앞의 예제 Query3에서 보여준 것 같이, 팔린 상품이 얼마만큼의 지역에서 팔려는지 알아보는 것을 2단계를 거침.

- 1단계 : 앞의 Query1 과 같이, 모든 팔린 상품과 지역ID을 찾음.
- 2단계 : 앞의 Query3의 결과를 보여주기 위해서 유니크한 지역ID 개수를 셈.


![](sparkr_04_07.jpg)
![](sparkr_04_08.jpg)

### PySpark로 구현

#### Step 3: Create a Spark context object

In [1]:
from pyspark import SparkContext
sc = SparkContext() 
sc

<pyspark.context.SparkContext at 0x7f5144f879d0>

#### Step 4: Create an RDD for the users data

In [8]:
users = sc.textFile('users.txt', 1);
users.collect()

[u'u1,UT', u'u2,GA', u'u3,CA', u'u4,CA', u'u5,GA']

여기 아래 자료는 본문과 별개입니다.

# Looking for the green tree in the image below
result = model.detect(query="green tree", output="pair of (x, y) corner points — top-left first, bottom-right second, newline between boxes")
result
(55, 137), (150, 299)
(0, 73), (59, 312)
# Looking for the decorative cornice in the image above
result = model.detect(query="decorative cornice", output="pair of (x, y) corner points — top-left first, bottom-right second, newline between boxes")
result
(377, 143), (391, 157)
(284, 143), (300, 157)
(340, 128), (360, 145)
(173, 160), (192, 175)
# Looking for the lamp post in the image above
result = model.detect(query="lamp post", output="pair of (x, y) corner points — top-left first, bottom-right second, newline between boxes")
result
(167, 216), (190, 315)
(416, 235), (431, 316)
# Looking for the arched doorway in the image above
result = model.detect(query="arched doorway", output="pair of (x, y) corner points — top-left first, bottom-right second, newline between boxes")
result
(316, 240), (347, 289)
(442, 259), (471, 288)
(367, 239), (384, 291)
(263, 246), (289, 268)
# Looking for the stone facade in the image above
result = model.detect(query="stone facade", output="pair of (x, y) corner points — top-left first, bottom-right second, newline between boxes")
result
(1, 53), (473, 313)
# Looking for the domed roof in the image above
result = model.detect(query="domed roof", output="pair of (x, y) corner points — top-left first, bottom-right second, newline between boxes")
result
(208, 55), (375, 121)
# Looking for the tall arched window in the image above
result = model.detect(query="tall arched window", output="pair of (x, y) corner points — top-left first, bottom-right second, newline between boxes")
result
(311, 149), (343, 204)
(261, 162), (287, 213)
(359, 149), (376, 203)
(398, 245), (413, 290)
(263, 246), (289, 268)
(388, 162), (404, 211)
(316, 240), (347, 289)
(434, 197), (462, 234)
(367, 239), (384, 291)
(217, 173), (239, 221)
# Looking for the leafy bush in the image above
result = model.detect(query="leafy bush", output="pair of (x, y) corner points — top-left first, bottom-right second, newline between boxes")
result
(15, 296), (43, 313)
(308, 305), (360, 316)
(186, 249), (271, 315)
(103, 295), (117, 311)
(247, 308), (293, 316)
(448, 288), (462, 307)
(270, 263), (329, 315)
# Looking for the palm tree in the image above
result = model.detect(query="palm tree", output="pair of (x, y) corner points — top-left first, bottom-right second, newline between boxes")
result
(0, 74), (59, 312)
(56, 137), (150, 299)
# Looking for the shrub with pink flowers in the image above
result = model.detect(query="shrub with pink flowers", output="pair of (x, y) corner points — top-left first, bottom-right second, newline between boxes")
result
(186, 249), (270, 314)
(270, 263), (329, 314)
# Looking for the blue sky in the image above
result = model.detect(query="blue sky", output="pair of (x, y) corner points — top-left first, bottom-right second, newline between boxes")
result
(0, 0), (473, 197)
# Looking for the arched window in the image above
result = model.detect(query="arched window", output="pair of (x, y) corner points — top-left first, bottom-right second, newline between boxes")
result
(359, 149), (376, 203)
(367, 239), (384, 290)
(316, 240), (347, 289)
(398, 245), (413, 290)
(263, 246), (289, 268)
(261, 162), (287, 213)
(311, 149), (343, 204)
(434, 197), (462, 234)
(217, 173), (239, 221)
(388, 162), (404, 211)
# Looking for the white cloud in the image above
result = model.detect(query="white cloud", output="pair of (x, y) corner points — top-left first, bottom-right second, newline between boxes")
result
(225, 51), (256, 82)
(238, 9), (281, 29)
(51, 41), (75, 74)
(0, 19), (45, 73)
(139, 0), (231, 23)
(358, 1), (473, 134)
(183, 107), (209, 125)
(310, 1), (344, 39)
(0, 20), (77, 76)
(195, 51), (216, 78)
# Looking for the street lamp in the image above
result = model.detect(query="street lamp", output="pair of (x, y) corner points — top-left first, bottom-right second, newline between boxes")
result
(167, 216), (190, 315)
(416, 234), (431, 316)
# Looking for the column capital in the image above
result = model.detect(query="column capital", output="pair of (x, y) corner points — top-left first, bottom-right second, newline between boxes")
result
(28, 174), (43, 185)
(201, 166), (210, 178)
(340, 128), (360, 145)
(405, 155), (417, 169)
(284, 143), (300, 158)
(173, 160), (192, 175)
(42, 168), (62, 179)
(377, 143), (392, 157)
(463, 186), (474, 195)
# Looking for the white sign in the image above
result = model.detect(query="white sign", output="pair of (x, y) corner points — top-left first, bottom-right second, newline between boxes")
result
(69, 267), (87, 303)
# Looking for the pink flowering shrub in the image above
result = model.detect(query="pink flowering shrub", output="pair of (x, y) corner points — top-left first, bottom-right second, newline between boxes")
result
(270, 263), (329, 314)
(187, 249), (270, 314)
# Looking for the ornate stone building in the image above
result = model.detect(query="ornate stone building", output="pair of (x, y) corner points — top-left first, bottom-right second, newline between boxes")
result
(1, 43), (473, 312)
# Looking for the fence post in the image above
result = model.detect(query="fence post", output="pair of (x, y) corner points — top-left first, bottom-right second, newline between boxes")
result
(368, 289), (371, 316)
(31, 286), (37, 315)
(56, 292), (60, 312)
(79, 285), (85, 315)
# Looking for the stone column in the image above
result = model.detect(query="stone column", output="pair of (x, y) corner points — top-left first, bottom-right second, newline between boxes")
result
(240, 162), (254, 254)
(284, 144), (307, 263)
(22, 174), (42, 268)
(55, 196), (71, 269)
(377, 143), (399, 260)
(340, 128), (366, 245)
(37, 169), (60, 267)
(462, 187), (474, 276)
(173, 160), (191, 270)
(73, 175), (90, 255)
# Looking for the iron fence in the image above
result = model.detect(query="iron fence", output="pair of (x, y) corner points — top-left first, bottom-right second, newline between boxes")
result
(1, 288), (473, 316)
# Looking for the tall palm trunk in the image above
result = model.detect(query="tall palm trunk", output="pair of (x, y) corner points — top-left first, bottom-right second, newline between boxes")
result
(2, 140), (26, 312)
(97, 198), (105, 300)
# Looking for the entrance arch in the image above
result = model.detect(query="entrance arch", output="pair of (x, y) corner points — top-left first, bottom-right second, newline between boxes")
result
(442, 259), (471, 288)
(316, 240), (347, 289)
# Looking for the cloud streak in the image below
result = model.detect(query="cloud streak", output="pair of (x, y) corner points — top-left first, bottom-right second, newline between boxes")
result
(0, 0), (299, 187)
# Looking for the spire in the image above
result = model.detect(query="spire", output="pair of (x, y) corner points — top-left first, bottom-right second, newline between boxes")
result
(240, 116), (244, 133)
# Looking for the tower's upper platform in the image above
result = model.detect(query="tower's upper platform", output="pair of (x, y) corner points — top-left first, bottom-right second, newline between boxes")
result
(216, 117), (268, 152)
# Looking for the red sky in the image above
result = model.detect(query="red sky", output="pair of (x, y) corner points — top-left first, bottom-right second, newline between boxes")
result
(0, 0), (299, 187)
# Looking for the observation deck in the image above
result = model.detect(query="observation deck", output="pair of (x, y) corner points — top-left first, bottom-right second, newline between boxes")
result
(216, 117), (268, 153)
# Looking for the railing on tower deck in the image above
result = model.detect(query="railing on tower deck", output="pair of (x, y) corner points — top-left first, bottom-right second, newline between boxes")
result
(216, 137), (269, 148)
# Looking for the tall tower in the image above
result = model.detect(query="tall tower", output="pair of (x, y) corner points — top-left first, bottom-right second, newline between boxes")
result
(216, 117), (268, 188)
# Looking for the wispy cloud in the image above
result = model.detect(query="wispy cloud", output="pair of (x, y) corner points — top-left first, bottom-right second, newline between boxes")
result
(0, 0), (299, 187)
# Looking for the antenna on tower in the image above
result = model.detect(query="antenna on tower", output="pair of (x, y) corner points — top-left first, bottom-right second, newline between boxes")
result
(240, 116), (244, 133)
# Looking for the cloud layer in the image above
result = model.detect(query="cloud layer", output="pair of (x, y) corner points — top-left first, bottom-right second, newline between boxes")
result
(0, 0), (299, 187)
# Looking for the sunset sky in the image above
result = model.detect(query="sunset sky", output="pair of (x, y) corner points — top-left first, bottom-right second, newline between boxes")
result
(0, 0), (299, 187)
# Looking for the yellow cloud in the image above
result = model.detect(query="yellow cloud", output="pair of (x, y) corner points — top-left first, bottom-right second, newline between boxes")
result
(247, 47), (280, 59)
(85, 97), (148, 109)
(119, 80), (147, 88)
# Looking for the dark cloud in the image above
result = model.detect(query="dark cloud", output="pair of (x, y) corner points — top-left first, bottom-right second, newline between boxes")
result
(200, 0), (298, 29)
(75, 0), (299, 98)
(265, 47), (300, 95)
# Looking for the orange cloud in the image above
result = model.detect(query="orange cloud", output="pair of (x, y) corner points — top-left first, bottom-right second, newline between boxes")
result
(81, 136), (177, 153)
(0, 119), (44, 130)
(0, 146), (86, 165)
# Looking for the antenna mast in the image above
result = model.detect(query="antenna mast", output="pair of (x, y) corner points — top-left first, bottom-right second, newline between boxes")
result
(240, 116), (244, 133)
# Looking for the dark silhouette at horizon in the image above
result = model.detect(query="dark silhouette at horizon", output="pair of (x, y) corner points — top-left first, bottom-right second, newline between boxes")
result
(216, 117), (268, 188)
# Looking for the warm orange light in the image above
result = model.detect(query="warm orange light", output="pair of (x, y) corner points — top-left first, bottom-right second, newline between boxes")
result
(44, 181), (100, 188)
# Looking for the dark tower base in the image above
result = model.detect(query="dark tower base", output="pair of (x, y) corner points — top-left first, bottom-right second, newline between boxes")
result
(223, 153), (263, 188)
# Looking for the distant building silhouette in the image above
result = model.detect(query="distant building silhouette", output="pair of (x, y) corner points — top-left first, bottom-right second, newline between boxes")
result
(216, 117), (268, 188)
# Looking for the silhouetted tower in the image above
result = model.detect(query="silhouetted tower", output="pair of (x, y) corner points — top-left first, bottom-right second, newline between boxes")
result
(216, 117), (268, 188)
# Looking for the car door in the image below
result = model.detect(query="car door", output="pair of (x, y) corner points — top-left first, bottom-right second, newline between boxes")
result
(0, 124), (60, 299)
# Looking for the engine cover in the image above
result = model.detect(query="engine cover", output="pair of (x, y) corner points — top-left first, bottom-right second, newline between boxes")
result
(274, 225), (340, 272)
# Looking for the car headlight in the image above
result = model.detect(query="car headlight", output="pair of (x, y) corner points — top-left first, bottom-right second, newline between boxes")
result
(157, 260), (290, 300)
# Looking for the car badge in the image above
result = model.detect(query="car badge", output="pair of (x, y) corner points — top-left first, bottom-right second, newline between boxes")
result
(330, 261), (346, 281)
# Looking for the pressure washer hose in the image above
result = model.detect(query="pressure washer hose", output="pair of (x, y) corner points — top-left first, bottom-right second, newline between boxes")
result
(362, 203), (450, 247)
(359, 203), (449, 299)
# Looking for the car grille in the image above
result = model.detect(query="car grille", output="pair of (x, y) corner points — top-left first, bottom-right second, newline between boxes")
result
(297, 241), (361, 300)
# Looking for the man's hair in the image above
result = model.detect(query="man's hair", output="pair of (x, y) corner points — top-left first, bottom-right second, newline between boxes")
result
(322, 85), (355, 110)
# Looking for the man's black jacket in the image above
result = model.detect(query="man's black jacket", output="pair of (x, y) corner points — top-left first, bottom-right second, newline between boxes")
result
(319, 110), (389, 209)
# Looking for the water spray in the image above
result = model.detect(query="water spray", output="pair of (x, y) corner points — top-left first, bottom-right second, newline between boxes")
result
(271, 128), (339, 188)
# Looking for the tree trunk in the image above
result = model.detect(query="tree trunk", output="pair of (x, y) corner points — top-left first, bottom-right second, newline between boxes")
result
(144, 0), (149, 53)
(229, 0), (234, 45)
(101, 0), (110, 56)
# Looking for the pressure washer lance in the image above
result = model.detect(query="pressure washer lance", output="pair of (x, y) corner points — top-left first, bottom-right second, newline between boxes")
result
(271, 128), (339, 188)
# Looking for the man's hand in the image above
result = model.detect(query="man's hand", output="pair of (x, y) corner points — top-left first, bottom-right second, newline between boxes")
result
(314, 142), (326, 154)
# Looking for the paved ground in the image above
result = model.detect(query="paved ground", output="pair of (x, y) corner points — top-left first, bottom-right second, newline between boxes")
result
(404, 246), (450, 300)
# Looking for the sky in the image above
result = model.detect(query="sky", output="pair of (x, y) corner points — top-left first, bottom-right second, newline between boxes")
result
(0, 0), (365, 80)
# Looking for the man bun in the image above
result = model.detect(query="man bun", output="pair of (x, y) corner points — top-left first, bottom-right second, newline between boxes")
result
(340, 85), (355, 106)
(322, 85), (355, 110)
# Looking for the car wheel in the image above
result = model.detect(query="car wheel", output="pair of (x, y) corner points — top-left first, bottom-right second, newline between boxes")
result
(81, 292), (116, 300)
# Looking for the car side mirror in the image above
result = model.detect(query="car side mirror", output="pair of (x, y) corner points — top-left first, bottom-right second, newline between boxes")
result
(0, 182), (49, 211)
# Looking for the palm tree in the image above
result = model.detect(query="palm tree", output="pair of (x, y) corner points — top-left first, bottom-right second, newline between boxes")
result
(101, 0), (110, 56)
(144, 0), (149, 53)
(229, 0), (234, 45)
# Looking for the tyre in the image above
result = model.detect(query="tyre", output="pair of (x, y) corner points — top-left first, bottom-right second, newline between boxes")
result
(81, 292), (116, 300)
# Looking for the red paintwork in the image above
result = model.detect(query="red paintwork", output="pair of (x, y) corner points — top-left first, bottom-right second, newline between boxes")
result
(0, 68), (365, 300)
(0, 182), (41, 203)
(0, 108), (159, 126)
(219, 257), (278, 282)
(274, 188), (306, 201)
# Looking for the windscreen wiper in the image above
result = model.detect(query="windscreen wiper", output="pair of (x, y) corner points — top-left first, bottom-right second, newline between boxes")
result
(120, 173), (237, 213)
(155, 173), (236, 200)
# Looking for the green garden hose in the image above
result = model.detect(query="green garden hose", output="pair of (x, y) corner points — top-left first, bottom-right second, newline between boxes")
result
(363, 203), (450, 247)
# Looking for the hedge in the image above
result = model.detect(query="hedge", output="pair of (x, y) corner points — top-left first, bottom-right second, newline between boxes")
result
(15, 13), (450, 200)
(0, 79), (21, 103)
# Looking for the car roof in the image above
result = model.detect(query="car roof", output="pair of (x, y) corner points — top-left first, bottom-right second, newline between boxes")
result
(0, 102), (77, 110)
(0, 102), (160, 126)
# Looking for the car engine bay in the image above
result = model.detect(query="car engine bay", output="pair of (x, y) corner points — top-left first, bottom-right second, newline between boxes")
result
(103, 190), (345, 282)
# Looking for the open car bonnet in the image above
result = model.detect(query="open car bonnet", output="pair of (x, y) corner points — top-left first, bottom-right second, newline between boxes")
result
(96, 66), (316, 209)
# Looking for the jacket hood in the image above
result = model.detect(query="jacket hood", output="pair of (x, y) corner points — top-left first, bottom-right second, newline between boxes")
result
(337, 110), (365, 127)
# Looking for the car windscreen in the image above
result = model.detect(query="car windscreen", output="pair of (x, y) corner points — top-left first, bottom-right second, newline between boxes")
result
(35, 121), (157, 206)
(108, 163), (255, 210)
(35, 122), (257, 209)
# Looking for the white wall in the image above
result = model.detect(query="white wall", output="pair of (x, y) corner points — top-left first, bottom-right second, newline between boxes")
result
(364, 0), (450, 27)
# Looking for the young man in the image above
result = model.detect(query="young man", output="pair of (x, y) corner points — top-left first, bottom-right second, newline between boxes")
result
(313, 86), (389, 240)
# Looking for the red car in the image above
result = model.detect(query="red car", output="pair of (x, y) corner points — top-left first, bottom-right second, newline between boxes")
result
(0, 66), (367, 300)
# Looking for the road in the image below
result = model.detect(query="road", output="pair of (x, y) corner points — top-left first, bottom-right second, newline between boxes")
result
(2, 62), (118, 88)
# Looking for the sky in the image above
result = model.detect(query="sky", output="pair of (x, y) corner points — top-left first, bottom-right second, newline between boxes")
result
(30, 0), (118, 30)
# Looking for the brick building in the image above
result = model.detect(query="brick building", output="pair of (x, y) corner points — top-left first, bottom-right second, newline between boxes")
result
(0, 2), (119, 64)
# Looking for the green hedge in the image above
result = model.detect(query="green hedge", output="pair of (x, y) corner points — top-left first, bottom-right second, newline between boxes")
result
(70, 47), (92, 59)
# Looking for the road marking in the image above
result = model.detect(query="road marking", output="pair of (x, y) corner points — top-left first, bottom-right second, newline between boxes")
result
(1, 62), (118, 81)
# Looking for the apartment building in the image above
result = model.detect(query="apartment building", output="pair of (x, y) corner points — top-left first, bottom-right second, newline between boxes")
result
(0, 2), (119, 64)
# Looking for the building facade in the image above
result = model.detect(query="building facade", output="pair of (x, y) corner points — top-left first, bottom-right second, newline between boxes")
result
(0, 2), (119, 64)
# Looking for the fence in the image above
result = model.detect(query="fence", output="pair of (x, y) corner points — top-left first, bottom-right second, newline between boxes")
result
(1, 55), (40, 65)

#### Step 5: Create usersRDD (the right table)

In [12]:
def make_user_rdd( line ) :
    userRecord = line.split(",")
    userID = userRecord[0]
    location = userRecord[1]
    result = []
    result.append( (userID, location) )
    return result 

s = 'u1,UT'
make_user_rdd( s )

[('u1', 'UT')]

In [13]:
usersRDD = users.flatMap( make_user_rdd )

In [14]:
usersRDD.collect()

[(u'u1', u'UT'),
 (u'u2', u'GA'),
 (u'u3', u'CA'),
 (u'u4', u'CA'),
 (u'u5', u'GA')]

#### Step 6: Create an RDD for the transactions data

In [16]:
transactions = sc.textFile('transactions.txt', 1);
transactions.collect()

[u't1,p3,u1,3,330',
 u't2,p1,u2,1,400',
 u't3,p1,u1,3,600',
 u't4,p2,u2,10,1000',
 u't5,p4,u4,9,90',
 u't6,p1,u1,4,120',
 u't7,p4,u1,8,160',
 u't8,p4,u5,2,40']

In [18]:
def make_tran_rdd( line ) :
    transactionRecord = line.split(",");
    userID = transactionRecord[2];
    product = transactionRecord[1];
    result = []
    result.append( (userID, product) )
    return result 

s = u't1,p3,u1,3,330'
make_tran_rdd(s)

[(u'u1', u'p3')]

In [19]:
transactionsRDD = transactions.flatMap( make_tran_rdd )
transactionsRDD.collect()

[(u'u1', u'p3'),
 (u'u2', u'p1'),
 (u'u1', u'p1'),
 (u'u2', u'p2'),
 (u'u4', u'p4'),
 (u'u1', u'p1'),
 (u'u1', u'p4'),
 (u'u5', u'p4')]

#### Step 8: Use Spark’s built-in JavaPairRDD.leftOuterJoin() method

In [21]:
joined = transactionsRDD.leftOuterJoin(usersRDD);
joined.collect()

[(u'u5', (u'p4', u'GA')),
 (u'u1', (u'p3', u'UT')),
 (u'u1', (u'p1', u'UT')),
 (u'u1', (u'p1', u'UT')),
 (u'u1', (u'p4', u'UT')),
 (u'u4', (u'p4', u'CA')),
 (u'u2', (u'p1', u'GA')),
 (u'u2', (u'p2', u'GA'))]

#### Step 9: Create (product, location) pairs

In [25]:
def make_pairs( t ) :
    value = t[1]
    result = []
    result.append( (value[0], value[1]) ) 
    return result 

In [26]:
products = joined.flatMap( make_pairs )
products.collect()

[(u'p4', u'GA'),
 (u'p3', u'UT'),
 (u'p1', u'UT'),
 (u'p1', u'UT'),
 (u'p4', u'UT'),
 (u'p4', u'CA'),
 (u'p1', u'GA'),
 (u'p2', u'GA')]

#### Step 10: Group (K=product, V=location) pairs by key

In [29]:
productByLocations = products.groupByKey();
debug2 = productByLocations.collect()
for t2 in  debug2 :
    print "debug2 key={}\t value={}".format( t2[0],  ",".join([str(x) for x in t2[1]] )   )

debug2 key=p2	 value=GA
debug2 key=p4	 value=GA,UT,CA
debug2 key=p3	 value=UT
debug2 key=p1	 value=UT,UT,GA


#### Step 11: Create final output (K=product, V=Set(location))

In [30]:
def make_pairs_by_key( s ) :
    uniqueLocations = {} # HashMap
    for location in s :
        uniqueLocations[ location ] = 1
        
    return ( uniqueLocations, len(uniqueLocations)  )

In [32]:
productByUniqueLocations = productByLocations.mapValues( make_pairs_by_key )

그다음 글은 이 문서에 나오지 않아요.